Ülkemizde gündemi sarsması beklenen pek çok konunun farklı saiklerle görmezden gelinmesi neredeyse toplumsal fıtrat sayılıyor.

Yerleşik düzene ve alışılagelene sımsıkı bağlı tutumumuza değer atfetmek için kullanılan sessiz çığlık ibaresi de sadece sloganik tatmin oluyor.

Toplumun duyarsızlığı üst seviyedeyken kendi alanları işgal edilen hukukçuların tavrı nasıl oluyor?

Evrensel hukuk ilkelerinin 'Söz konusu iktidarsa, gerisi teferruatır' diye çiğnendiği bir durumda hukukçuların bırakın eleştirmeyi fikir beyan edemedikleri görülüyor. Oturma düzenleri bile tarafgirliklerini resmeden eski/yeni birçok hukukçunun birbirlerini dinlemeden ekrandan bağırıp çağırması yeterli görülür oldu.

Hukukun temel dinamiklerini sarsan değişiklikler bir tartışma programı ve otuz saniyelik basit bir haber kadar gündem oluyor. Hukuku torbaya koyup delik deşik haline getiren iktidar, temel insan haklarına aykırı düzenlemeleri torbaya koymuşsa çoğu zaman kimse farkına bile varmadan yasalaşıyor. Ve iki cümleyle dahi olsa gündeme gelmiyor.

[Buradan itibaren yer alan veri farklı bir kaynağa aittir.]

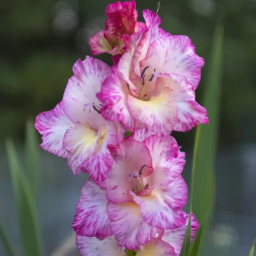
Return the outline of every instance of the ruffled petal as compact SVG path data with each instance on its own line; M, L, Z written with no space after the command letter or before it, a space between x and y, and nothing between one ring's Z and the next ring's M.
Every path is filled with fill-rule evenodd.
M143 10L142 12L144 19L148 27L149 26L158 26L161 23L161 18L157 14L151 10Z
M74 76L69 79L63 95L64 112L74 123L89 123L98 130L104 119L93 108L93 106L99 108L101 106L96 94L110 74L111 68L102 61L87 56L85 60L76 62L73 72Z
M172 246L163 241L153 238L137 256L177 256Z
M135 203L108 202L107 212L119 246L138 250L155 235L155 229L143 220L138 205Z
M154 41L141 64L143 66L153 66L162 74L182 74L194 90L200 81L204 60L195 53L189 37L170 35Z
M165 230L161 239L171 244L175 250L175 253L179 255L182 247L183 240L184 240L185 234L186 233L187 227L188 224L190 215L184 213L184 218L186 220L186 224L182 227L173 230ZM194 216L191 215L191 243L193 242L196 230L199 227L199 224Z
M80 123L67 130L63 147L69 152L68 163L75 174L80 173L82 163L94 154L98 140L97 132Z
M143 141L149 149L154 172L147 177L149 187L168 185L181 174L186 163L183 152L172 136L152 135Z
M88 180L76 205L76 213L72 225L75 232L90 237L112 235L107 204L105 191L91 179Z
M115 148L122 141L121 135L123 135L123 137L124 133L123 129L119 129L118 130L115 123L107 121L101 129L105 130L105 136L98 141L94 155L80 165L81 169L88 173L97 183L105 180L106 173L112 167L113 159L110 148Z
M168 186L142 190L138 196L132 194L140 205L140 212L144 221L160 229L173 229L185 224L182 209L187 204L188 189L182 176Z
M129 129L140 129L143 126L133 118L127 109L127 97L129 94L126 82L114 68L112 74L103 83L100 93L97 94L104 104L102 116L108 120L118 121Z
M102 187L105 189L107 198L111 202L132 201L127 191L136 188L138 179L133 176L133 172L139 173L144 165L141 169L141 178L150 174L152 172L152 158L145 145L130 139L123 141L118 154Z
M76 235L76 244L82 256L123 256L113 236L100 240L96 237Z
M177 109L174 130L187 132L200 123L208 124L207 111L196 101L192 85L183 76L172 74L171 76L179 85L174 94Z
M104 37L104 32L105 30L99 31L89 39L92 54L108 52L112 49L112 47Z
M177 107L169 88L162 89L158 95L151 97L149 101L128 95L127 104L132 116L158 135L167 135L172 131Z
M66 131L63 147L69 152L68 162L73 172L79 173L82 169L98 183L105 179L105 173L113 165L109 147L118 143L114 123L106 121L99 132L77 123L74 129Z
M65 133L75 125L65 115L62 102L52 110L40 113L35 118L35 127L43 136L40 148L58 157L66 157L68 152L62 146Z

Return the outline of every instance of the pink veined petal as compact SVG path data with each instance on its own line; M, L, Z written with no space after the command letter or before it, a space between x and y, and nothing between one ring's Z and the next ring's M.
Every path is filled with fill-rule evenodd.
M64 134L74 126L65 115L62 102L52 110L40 113L35 123L35 128L42 135L40 148L58 157L66 157L68 152L62 146Z
M155 229L142 219L138 205L135 203L108 202L107 212L119 246L138 250L155 235Z
M149 26L158 26L160 24L160 17L154 12L151 11L151 10L143 10L142 13L148 27Z
M194 90L199 83L204 60L195 53L189 37L170 35L154 41L141 64L143 66L155 65L154 68L162 74L182 74Z
M111 202L120 203L133 201L127 193L136 187L138 179L133 177L134 171L140 172L141 178L152 172L152 158L146 146L133 140L127 139L119 145L119 155L107 175L102 185L107 198Z
M133 118L127 109L127 96L129 94L126 82L122 80L116 69L102 84L97 94L103 103L102 116L107 119L121 122L127 129L139 129L143 126Z
M193 86L184 76L161 74L157 84L157 87L160 86L166 86L172 91L177 107L177 119L174 130L187 132L199 123L208 123L207 110L196 101Z
M192 85L183 76L172 74L171 77L180 85L174 96L177 107L174 130L187 132L200 123L208 124L207 111L196 101Z
M177 107L169 88L162 88L158 95L152 96L149 101L128 95L127 103L132 116L158 135L167 135L172 131Z
M118 245L113 236L100 240L76 234L76 241L82 256L124 256L122 250L116 249Z
M105 30L101 30L89 39L92 54L100 54L108 52L112 47L104 37Z
M168 185L180 176L186 163L185 152L172 136L152 135L144 144L153 160L154 172L148 177L149 188Z
M100 107L96 94L110 74L111 68L102 61L87 56L85 60L76 62L73 72L74 76L69 79L63 95L64 112L74 123L88 123L93 129L98 130L104 119L93 105Z
M135 51L138 51L137 50L137 48L138 47L140 51L141 51L142 50L141 48L142 48L142 44L144 43L146 45L146 42L148 40L148 29L147 28L144 28L141 29L140 32L132 34L130 37L129 49L120 58L118 63L118 71L120 73L121 77L128 84L129 90L131 93L134 96L137 96L138 93L137 92L137 87L130 80L130 75L133 72L133 66L132 65L132 59L135 54ZM138 54L140 54L140 56L137 56ZM137 58L140 58L141 54L142 54L140 52L138 54L136 54L135 56ZM137 74L137 75L139 76L138 74Z
M137 140L137 141L143 142L149 136L155 134L151 132L148 128L136 129L133 132L133 134L129 137L129 139Z
M112 235L110 221L107 213L105 191L90 179L84 184L72 227L85 236L107 236Z
M182 176L168 186L154 188L149 196L148 190L150 189L142 190L138 196L130 192L140 205L144 221L163 230L176 229L185 224L182 208L187 204L188 189Z
M177 256L172 246L157 238L153 238L148 243L137 255Z
M163 241L171 244L175 250L175 253L179 255L182 247L183 240L184 240L185 234L186 233L187 227L188 223L189 214L184 213L184 217L186 219L186 224L178 229L173 230L166 230L162 236L161 239ZM192 243L194 238L196 232L199 227L199 224L194 216L194 215L191 215L191 236L190 242Z
M97 132L80 123L66 130L63 144L69 153L68 163L75 174L80 173L82 164L93 156L98 141Z
M120 141L118 127L115 123L106 121L102 129L105 129L105 135L98 141L94 154L80 165L81 169L97 183L105 180L106 173L112 167L113 160L110 147L115 147ZM119 132L124 135L123 130Z

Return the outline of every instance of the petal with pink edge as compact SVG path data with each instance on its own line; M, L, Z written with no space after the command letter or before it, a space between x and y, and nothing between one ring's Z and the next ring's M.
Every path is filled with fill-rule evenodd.
M163 230L184 225L182 209L187 204L188 189L182 176L168 186L154 188L149 196L149 190L142 190L138 196L130 193L135 202L140 205L140 212L144 221L152 227Z
M69 153L68 163L75 174L80 173L82 164L94 154L98 140L97 132L80 123L66 130L63 147Z
M119 132L124 135L123 130ZM112 167L113 160L110 148L115 148L121 141L118 127L113 122L106 121L99 133L102 135L98 140L94 154L80 165L81 169L97 183L105 179L105 174Z
M190 215L184 213L184 217L186 219L186 224L184 226L178 229L165 230L165 232L161 238L163 241L168 243L174 247L175 252L177 255L180 255L182 247L183 240L184 240L187 227L188 224ZM191 243L193 242L196 232L199 227L199 224L196 220L194 215L192 213Z
M107 174L103 187L107 198L111 202L132 201L127 191L137 190L140 182L138 178L133 177L133 173L141 172L141 179L150 174L152 172L152 158L145 145L130 139L120 144L118 154L112 168Z
M40 148L58 157L66 157L68 152L62 146L64 135L67 129L74 126L65 115L62 102L52 110L40 113L35 123L35 128L43 136Z
M172 246L163 241L153 238L138 252L137 256L177 256Z
M108 52L112 47L104 37L105 30L101 30L89 39L92 54L100 54Z
M96 237L76 234L76 241L82 256L123 256L122 250L117 250L118 245L113 236L100 240Z
M135 203L108 202L107 212L119 246L138 250L155 235L155 229L143 220L138 205Z
M134 119L128 111L127 96L129 93L126 82L114 69L111 76L103 83L101 92L97 94L104 104L101 113L105 119L119 121L126 128L142 128L143 126Z
M132 116L158 135L167 135L172 131L177 107L169 88L162 88L158 95L152 96L149 101L128 95L127 104Z
M85 236L107 236L112 235L110 221L107 213L105 192L90 179L84 184L72 227Z
M149 149L154 172L148 177L149 187L168 185L181 174L186 163L185 152L172 136L150 136L143 141Z
M194 90L199 83L204 60L195 53L189 37L171 35L154 41L141 64L143 66L151 65L162 74L182 74Z
M183 76L172 74L170 77L179 85L177 89L174 90L177 108L174 130L187 132L200 123L208 124L207 111L196 101L192 85Z
M111 68L102 61L87 56L85 60L76 62L73 72L74 76L68 80L63 95L64 112L74 123L88 123L93 129L98 130L104 119L94 110L101 107L96 94L110 74Z

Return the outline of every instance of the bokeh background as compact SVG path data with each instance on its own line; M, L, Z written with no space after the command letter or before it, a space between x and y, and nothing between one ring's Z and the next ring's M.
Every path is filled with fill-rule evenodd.
M107 0L12 0L0 2L0 219L22 255L5 139L24 157L24 127L62 98L72 66L90 55L88 38L104 29ZM157 9L155 0L137 1ZM215 169L216 201L208 255L247 255L256 237L256 1L162 0L162 26L188 35L205 58L201 102L216 20L225 29L219 139ZM111 64L109 56L99 58ZM189 182L193 130L174 135L188 152ZM40 143L38 136L38 144ZM73 176L66 161L40 150L38 205L48 255L72 233L75 204L85 175ZM204 193L204 191L202 191ZM77 252L76 252L77 253ZM0 255L5 252L0 244ZM76 255L74 252L68 255ZM26 256L26 255L25 255Z

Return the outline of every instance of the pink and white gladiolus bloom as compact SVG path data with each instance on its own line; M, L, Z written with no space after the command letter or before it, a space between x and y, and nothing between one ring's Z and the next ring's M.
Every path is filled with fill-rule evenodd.
M160 230L159 233L144 246L141 246L136 256L179 256L184 240L189 215L184 213L186 223L182 227L166 230ZM192 243L199 224L194 215L191 215ZM124 256L127 252L124 247L118 246L115 236L99 239L95 236L84 236L77 233L76 243L82 256Z
M194 91L204 59L188 37L164 31L151 11L143 11L143 16L147 27L131 35L128 50L98 94L103 116L158 135L208 123Z
M102 105L96 97L111 68L87 57L77 61L73 72L62 102L39 114L35 126L42 135L41 148L67 158L75 174L82 169L97 182L112 166L109 147L118 143L118 127L102 116Z
M83 236L112 233L119 246L131 250L151 241L158 229L183 226L187 201L180 175L185 154L173 137L135 138L120 143L101 185L105 191L90 180L85 183L73 225Z

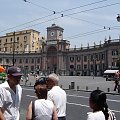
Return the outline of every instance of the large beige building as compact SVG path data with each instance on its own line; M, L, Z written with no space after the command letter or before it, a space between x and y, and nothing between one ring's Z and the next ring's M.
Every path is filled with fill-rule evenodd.
M33 52L40 51L40 33L35 30L23 30L6 33L0 37L0 51L10 52Z
M29 33L23 31L21 38L19 32L15 35L16 42L19 37L19 44L15 42L14 65L21 67L23 72L101 76L106 69L116 67L120 53L120 39L109 38L99 45L70 48L70 41L63 39L64 29L56 24L47 27L47 39L42 41L42 44L38 37L39 32L28 31ZM6 67L13 65L13 50L10 49L12 46L9 43L13 45L14 33L11 34L0 37L0 64Z

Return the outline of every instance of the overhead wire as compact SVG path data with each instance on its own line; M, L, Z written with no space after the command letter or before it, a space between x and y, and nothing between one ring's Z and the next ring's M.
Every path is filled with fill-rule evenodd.
M29 2L28 0L23 0L23 1ZM94 2L94 3L89 3L89 4L86 4L86 5L82 5L82 6L76 7L76 9L77 9L77 8L80 8L80 7L84 7L84 6L96 4L96 3L99 3L99 2L104 2L104 1L107 1L107 0L102 0L102 1ZM46 8L45 8L45 9L46 9ZM74 7L74 8L71 8L71 9L68 9L68 10L64 10L64 12L65 12L65 11L69 11L69 10L73 10L73 9L75 9L75 7ZM52 11L52 10L51 10L51 11ZM58 13L61 13L61 12L63 12L63 11L57 12L57 14L58 14ZM40 17L40 18L31 20L31 21L29 21L29 22L25 22L25 23L20 24L20 25L17 25L17 26L14 26L14 27L10 27L10 28L4 29L4 30L2 30L2 31L0 31L0 32L4 32L4 31L10 30L10 29L14 29L14 28L17 28L17 27L21 27L21 26L23 26L23 25L26 25L26 24L29 24L29 23L38 21L38 20L40 20L40 19L47 18L47 17L52 16L52 15L54 15L54 14L56 14L55 11L53 11L53 14L49 14L49 15L47 15L47 16L43 16L43 17ZM61 17L64 17L63 14L61 15ZM32 26L33 26L33 25L32 25Z
M119 28L116 28L116 27L119 27ZM84 36L104 32L104 31L108 31L108 30L114 30L114 29L120 30L120 26L113 26L113 27L110 27L110 28L107 28L107 29L106 28L105 29L96 29L96 30L92 30L92 31L89 31L89 32L80 33L80 34L76 34L76 35L73 35L73 36L68 36L68 37L66 37L66 39L75 39L75 38L84 37Z
M98 7L98 9L101 9L101 8L103 8L103 7L109 7L109 6L113 6L113 5L116 5L116 4L118 4L118 3L114 3L114 4L109 4L109 5L105 5L105 6L100 6L100 7ZM120 4L120 3L119 3ZM77 12L77 13L83 13L83 12L88 12L88 11L91 11L91 10L94 10L94 9L97 9L97 8L93 8L93 9L87 9L87 10L84 10L84 11L80 11L80 12ZM77 14L76 13L76 14ZM71 15L73 15L74 13L72 13L72 14L67 14L67 15L65 15L65 16L71 16ZM65 17L65 16L61 16L61 17ZM56 17L56 18L53 18L53 19L50 19L50 20L47 20L47 21L44 21L44 22L40 22L40 23L37 23L37 24L33 24L33 25L31 25L31 26L29 26L29 27L32 27L32 26L36 26L36 25L38 25L38 24L42 24L42 23L45 23L45 22L49 22L49 21L51 21L51 20L55 20L55 19L59 19L59 18L61 18L61 17ZM104 26L105 27L105 26ZM28 27L25 27L25 28L28 28ZM110 29L110 27L106 27L106 28L109 28ZM22 28L23 29L23 28ZM102 28L103 29L103 28Z

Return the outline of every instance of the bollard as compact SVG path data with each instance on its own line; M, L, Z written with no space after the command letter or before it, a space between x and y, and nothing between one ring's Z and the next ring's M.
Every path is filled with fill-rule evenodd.
M97 87L97 90L99 90L99 87Z
M86 86L86 90L88 90L88 86Z
M75 82L71 82L71 89L75 89Z
M110 92L110 88L108 88L107 91Z
M79 90L79 86L77 86L77 90Z

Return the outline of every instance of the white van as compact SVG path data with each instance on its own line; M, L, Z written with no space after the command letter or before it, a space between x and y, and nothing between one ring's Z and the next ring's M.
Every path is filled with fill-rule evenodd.
M106 78L106 81L115 80L117 72L119 72L119 70L105 70L104 77Z

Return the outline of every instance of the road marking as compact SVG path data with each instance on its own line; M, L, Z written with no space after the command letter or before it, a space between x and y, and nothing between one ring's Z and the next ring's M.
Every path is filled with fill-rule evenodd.
M36 96L31 96L31 95L26 95L27 97L32 97L32 98L37 98ZM82 106L82 107L87 107L89 108L88 105L83 105L83 104L78 104L78 103L70 103L70 102L67 102L67 104L69 105L77 105L77 106ZM113 112L116 112L116 113L120 113L120 111L117 111L117 110L111 110Z
M23 88L24 90L32 90L34 91L34 89L27 89L27 88ZM87 98L89 99L89 97L86 97L86 96L78 96L78 95L71 95L71 94L67 94L67 96L69 97L80 97L80 98ZM120 102L120 100L114 100L114 99L107 99L107 101L111 101L111 102Z
M89 99L89 97L86 97L86 96L78 96L78 95L70 95L70 94L67 94L67 96L69 97L80 97L80 98L87 98ZM113 100L113 99L107 99L107 101L111 101L111 102L120 102L120 100Z

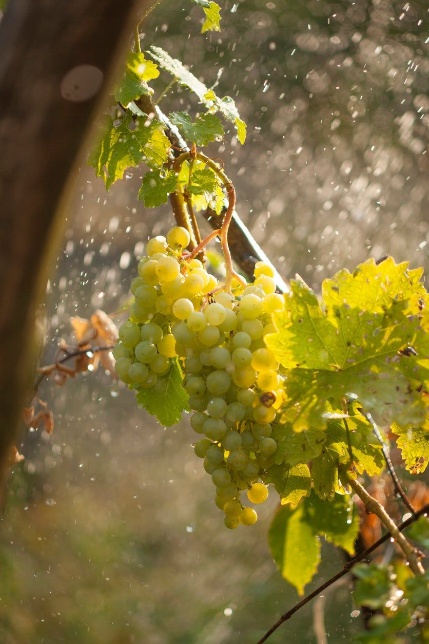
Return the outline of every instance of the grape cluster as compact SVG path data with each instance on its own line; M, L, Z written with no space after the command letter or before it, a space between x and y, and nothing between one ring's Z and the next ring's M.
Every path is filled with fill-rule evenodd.
M233 280L232 293L183 251L189 234L172 228L149 240L147 256L131 283L135 301L113 350L119 377L150 388L181 362L194 410L190 424L202 437L195 453L216 488L216 505L228 528L257 520L244 507L268 496L260 482L277 449L271 436L282 402L283 377L264 336L275 329L271 314L284 307L270 267L258 262L253 283Z

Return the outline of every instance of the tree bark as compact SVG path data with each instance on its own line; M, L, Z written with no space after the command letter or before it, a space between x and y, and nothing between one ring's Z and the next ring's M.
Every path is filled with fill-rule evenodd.
M146 4L10 0L0 24L0 475L73 170Z

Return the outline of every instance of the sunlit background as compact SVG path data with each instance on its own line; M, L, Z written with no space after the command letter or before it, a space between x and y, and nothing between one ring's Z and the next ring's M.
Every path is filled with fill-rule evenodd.
M224 161L240 216L280 272L318 290L369 257L427 270L426 3L221 4L221 33L201 35L201 7L163 0L142 44L235 99L246 144L232 131L208 153ZM161 74L157 90L169 81ZM161 107L197 109L177 86ZM144 243L172 223L168 205L138 201L143 171L107 193L82 168L42 312L42 364L70 339L71 316L120 308ZM251 644L296 601L267 545L275 495L255 526L226 530L187 418L160 426L101 370L63 388L45 381L39 395L55 428L26 435L10 478L2 643ZM324 556L309 588L342 567L340 552L324 544ZM323 644L321 616L329 641L349 639L362 626L349 591L334 587L270 641Z

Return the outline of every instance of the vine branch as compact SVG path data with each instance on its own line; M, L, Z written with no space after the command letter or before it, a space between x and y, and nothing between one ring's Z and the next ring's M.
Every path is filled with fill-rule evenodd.
M417 510L415 513L412 516L410 516L409 519L407 519L406 521L404 521L403 523L399 524L399 526L396 526L397 530L401 532L406 527L408 527L408 526L410 526L412 524L414 523L415 521L417 521L419 516L421 516L421 515L426 515L428 513L429 513L429 504L426 504L423 506L423 507L421 508L421 509ZM359 554L356 554L356 556L353 557L352 559L348 561L342 570L339 571L339 572L332 576L330 579L328 579L327 581L324 582L324 583L318 586L318 587L310 592L309 594L307 595L306 597L304 597L304 598L300 601L298 601L297 604L295 604L293 608L290 609L290 610L288 611L287 612L285 612L284 614L282 615L280 619L276 621L275 624L271 626L271 629L266 632L265 635L264 635L263 637L262 637L257 642L257 644L263 644L264 642L266 641L270 635L272 635L274 631L277 630L279 626L281 626L285 621L290 620L292 616L299 611L300 608L302 608L303 606L305 606L306 604L309 603L309 601L311 601L311 600L315 598L315 597L316 597L319 593L322 592L322 591L324 591L325 589L332 585L333 583L334 583L337 580L341 579L342 577L346 575L350 571L351 569L353 567L355 564L358 564L363 559L366 559L368 556L371 554L371 553L374 552L374 550L376 550L377 548L379 547L380 545L382 545L383 544L384 544L386 541L388 541L390 538L390 533L387 533L378 541L374 543L372 545L370 545L369 548L367 548L366 550L364 550Z

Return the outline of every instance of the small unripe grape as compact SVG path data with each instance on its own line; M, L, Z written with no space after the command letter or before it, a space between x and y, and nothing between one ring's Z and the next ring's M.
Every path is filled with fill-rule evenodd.
M155 272L158 278L163 281L172 281L173 279L179 277L180 267L178 261L174 257L164 255L156 262Z
M131 366L131 361L129 358L118 358L114 363L114 370L121 379L126 382L129 379L128 372Z
M142 340L149 340L154 345L158 345L162 339L163 332L161 327L154 322L147 322L143 324L140 330L140 337Z
M217 447L217 445L212 445L207 450L206 459L209 463L220 465L223 462L223 450L221 448Z
M235 499L227 501L223 506L223 511L230 518L235 519L241 512L241 504Z
M207 403L207 413L212 418L222 418L228 409L228 405L223 398L212 398Z
M215 469L212 475L212 480L217 488L223 488L231 482L231 475L228 469L219 468L217 469Z
M186 248L190 242L190 235L186 228L181 226L174 226L170 229L167 234L167 242L170 248L175 248L176 246L181 246Z
M232 469L244 469L249 462L249 458L242 450L234 450L228 457L228 464Z
M219 395L226 393L230 388L231 379L224 371L214 371L208 374L206 382L209 392L215 395Z
M187 298L179 298L173 304L173 314L179 320L185 320L194 311L194 305Z
M237 519L232 519L230 518L229 516L225 516L224 523L225 524L225 527L228 528L230 530L235 530L235 528L237 528L239 526L239 523Z
M208 439L201 439L201 440L197 440L195 444L194 451L199 458L204 459L212 445L212 441L209 440Z
M203 433L203 425L207 420L207 416L202 412L196 412L190 417L190 426L197 434Z
M244 295L240 301L240 313L244 317L257 317L263 310L262 301L257 295Z
M198 339L206 346L213 346L218 343L220 335L217 327L208 325L202 331L198 332Z
M156 347L149 340L142 340L141 342L139 342L134 350L136 357L141 363L150 363L157 353Z
M202 396L206 390L206 383L197 375L191 376L186 381L185 388L190 395Z
M140 341L140 329L138 325L127 320L119 327L119 337L127 346L135 346Z
M270 457L277 451L277 444L274 439L262 439L259 442L259 450L262 456Z
M141 363L134 363L128 370L128 375L133 383L145 383L149 375L149 370L145 365Z
M253 483L247 491L247 497L251 503L263 503L268 498L268 488L263 483Z
M202 331L207 326L207 320L201 311L194 311L188 317L187 324L191 331Z
M176 355L174 336L170 333L168 333L164 336L162 339L160 340L156 345L156 348L161 355L165 355L167 358L174 358Z
M170 361L165 355L158 354L151 361L151 368L154 374L166 374L170 368Z
M239 515L239 521L242 526L253 526L257 520L258 515L253 507L244 507Z

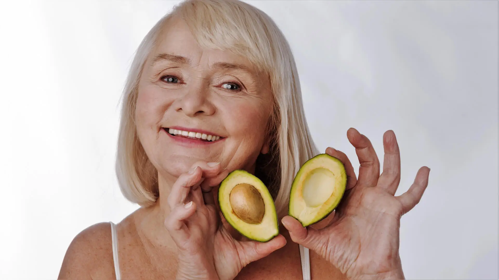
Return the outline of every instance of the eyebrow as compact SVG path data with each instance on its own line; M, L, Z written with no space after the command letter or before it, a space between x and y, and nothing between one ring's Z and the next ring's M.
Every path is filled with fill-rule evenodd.
M251 70L246 65L230 63L229 62L216 62L213 64L213 66L215 68L243 71L250 74L253 79L257 79L257 76L256 73L251 71Z
M169 53L160 53L154 56L152 64L154 65L157 62L162 60L171 61L181 65L190 64L191 62L190 59L185 56ZM251 71L249 67L243 64L219 62L214 63L213 67L216 69L243 71L251 75L253 79L257 78L255 73Z
M154 58L153 59L153 64L161 60L168 60L179 64L189 64L191 63L191 60L184 56L168 53L160 53L154 56Z

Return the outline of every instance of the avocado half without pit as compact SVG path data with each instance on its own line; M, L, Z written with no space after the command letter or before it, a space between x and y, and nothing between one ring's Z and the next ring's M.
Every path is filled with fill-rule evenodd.
M220 183L218 200L225 219L246 237L266 242L279 234L272 196L251 173L242 170L231 172Z
M326 153L301 166L289 195L289 215L304 227L319 222L338 206L346 187L346 172L339 159Z

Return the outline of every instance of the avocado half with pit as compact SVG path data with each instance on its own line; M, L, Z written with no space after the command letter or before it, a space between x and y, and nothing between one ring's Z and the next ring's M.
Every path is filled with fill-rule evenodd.
M274 201L257 177L242 170L231 172L220 183L219 204L227 222L250 239L266 242L279 234Z
M324 219L343 197L346 178L345 167L336 157L322 153L309 159L293 180L289 216L304 227Z

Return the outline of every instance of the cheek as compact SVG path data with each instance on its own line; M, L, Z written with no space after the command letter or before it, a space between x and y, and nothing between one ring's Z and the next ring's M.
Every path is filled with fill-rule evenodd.
M240 102L230 105L227 120L230 134L239 139L263 142L269 116L268 109L261 103Z
M137 130L156 128L166 110L160 91L153 87L139 87L135 108Z

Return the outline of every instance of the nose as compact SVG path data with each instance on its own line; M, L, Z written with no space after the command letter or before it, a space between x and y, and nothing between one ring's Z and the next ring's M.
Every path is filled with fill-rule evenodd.
M183 112L186 115L192 117L214 114L215 106L208 98L209 90L204 88L197 87L189 89L177 102L176 111Z

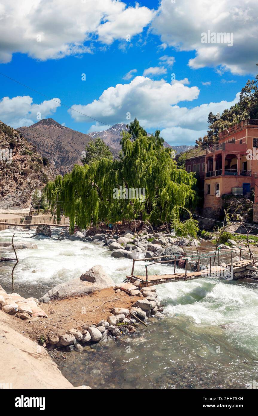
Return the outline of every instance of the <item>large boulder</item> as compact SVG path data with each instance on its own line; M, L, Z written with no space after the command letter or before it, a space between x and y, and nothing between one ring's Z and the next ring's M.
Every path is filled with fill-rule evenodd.
M167 261L168 260L174 260L175 257L176 258L178 256L182 255L184 254L184 250L179 245L171 245L170 247L165 248L162 251L161 255L165 256L161 259L162 261ZM175 256L174 255L175 255ZM173 263L171 262L170 264L172 265Z
M134 259L138 260L139 259L144 259L145 256L144 253L140 253L137 251L128 252L127 258Z
M47 303L51 299L63 299L72 295L89 295L97 290L114 286L114 282L102 266L98 265L92 267L80 277L72 279L55 286L42 296L39 301Z
M116 242L119 244L127 244L129 241L129 239L126 237L120 237L116 240Z
M123 250L123 245L121 245L121 244L119 244L119 243L116 243L115 240L115 241L113 243L112 243L108 247L108 248L110 250L119 250L120 249L121 249L121 250Z
M112 251L111 255L112 257L115 257L115 258L118 258L119 257L126 257L128 253L128 252L126 250L120 248Z

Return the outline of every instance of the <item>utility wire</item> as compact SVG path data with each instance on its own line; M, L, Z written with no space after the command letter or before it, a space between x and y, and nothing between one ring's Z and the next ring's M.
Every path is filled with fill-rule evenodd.
M96 119L93 118L93 117L91 117L90 116L87 116L86 114L84 114L84 113L81 113L80 111L78 111L77 110L75 110L74 108L72 108L71 107L69 107L69 106L66 105L65 104L63 104L63 103L59 102L59 101L57 101L57 100L54 100L54 98L50 98L47 95L46 95L45 94L43 94L42 92L40 92L39 91L37 91L36 89L34 89L33 88L31 88L30 87L28 87L27 85L25 85L25 84L22 84L18 81L17 81L16 79L14 79L13 78L11 78L10 77L8 77L7 75L6 75L5 74L3 74L2 72L0 72L0 75L2 75L3 77L5 77L5 78L8 78L8 79L10 79L11 81L14 81L14 82L17 82L17 84L19 84L20 85L22 85L22 87L25 87L26 88L28 88L29 89L31 89L32 91L34 91L34 92L37 92L38 94L40 94L41 95L42 95L44 97L45 97L46 98L48 98L49 100L51 100L52 101L54 101L55 102L58 103L59 104L60 104L61 105L63 106L64 107L66 107L66 108L69 109L70 110L72 110L73 111L75 111L76 113L79 113L79 114L81 114L83 116L85 116L86 117L88 117L89 119L91 119L92 120L94 120L95 121L97 121L98 123L100 123L101 124L103 124L103 126L108 126L109 127L112 127L112 126L110 126L109 124L107 124L106 123L103 123L102 121L101 121L99 120L97 120Z

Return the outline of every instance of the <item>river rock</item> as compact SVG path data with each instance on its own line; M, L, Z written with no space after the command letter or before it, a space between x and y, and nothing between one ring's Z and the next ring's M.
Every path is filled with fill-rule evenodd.
M141 292L145 297L146 297L147 296L153 296L156 298L157 296L157 293L156 293L155 292L149 292L147 290L141 290Z
M81 332L80 332L79 331L76 331L73 334L77 341L81 341L84 336Z
M84 344L85 344L85 342L88 342L91 340L91 334L88 331L84 331L84 333L83 334L83 337L82 339L81 340L81 342Z
M112 243L108 247L108 249L111 251L112 250L118 250L119 249L123 250L123 247L121 244L119 244L118 243L117 243L115 240L113 243Z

Kişisel amaçlara hizmet eden özel yasa çıkarılamayacağı gibi dönemsel politika değişikliğiyle 9-10 ay gibi bir sürede hukuki kurallarda değişikliğe gidilmez.

'Somut delil gerektirir kuvvetli şüphe' kriteriyle kendini korumaya alıp 'Tehlikeyi! bertaraf ettim, şimdi intikam zamanı' diyerek 'makul şüphe' kriterine dönmek ilkel toplumlarda olabilecek yönetim zihniyettidir. Bu zihniyet her fırsatta 'Bu kriterleri toplumun belli kesimleri için çıkardım, Sulh Ceza Mahkemelerini bu yüzden kurdum' diyorsa artık hukuktan değil, keyfi yönetimden bahsedilebilir.

Hukuk ayaklar altındayken hukukçular neden sessiz?

Daha vahimi hukukçular neden hukuksuz sürece koşar adım ortak oluyorlar?

Açıkça dile getirilen 'Bin kişiye operasyon yapılacak ve 17 Aralık'ın intikamı alınacak' iddiasının dikkate bile alınmadığı ülkede rövanşist zihniyete ve hukuksuz operasyonlara gönüllü destek vermek isteyen hakim ve savcılar sıraya girmiş durumda.

Son birkaç gün içerisinde birçok ilin başsavcı ve başsavcı vekili izne ayrılıp Ankara'ya geldi. Bizim hangileri olduğunu bildiğimiz çok sayıda ilin savcıları var.

Bu ziyaretler rutin ya da kişisel beklentiler için yapılan ziyaretlerden değil. 17/25 Aralık'ın rövanşı için düşünülen operasyonların ön çalışması için yapılan ziyaretler.

Bağımsız olması gereken yargı mensupları talimat almaya ve hukuksuz operasyon için teklifler sunmaya geliyor. Ülke adına vahim bir durum.

Bir dönem brifing almak için askeri salonlara koşan yargı mensupları şimdi 'Biz de operasyonda yer alalım' gayreti ve kendilerini iktidara beğendirme refleksiyle Ankara'ya uçarak geliyor.

Devletin temel erki olan yargıyı, yargının kararlarına uymayarak ve 'Gücünüz yetiyorsa gelin yıkın' diye meydan okuyarak yok sayan yürütme erkine bağlılık bildiren 'Emret yapalım, milli irade sensin' diyen Başsavcı ve Başsavcı vekillerinin varlığı ülkenin düştüğü vahim durumun en önemli göstergesidir.

Hukusuzluğun tavan yaptığı bir toplumda 'Gündem ne kadar hızlı değişiyor' muhabbeti ve 'Artık hiçbir şeye şaşırmıyorum' vurdumduymazlığı yaşanan felaketlerin günden güne artmasına yol açtığı gibi yarım yamalak olan demokrasinin de rafa kaldırılmasına neden olmuştur.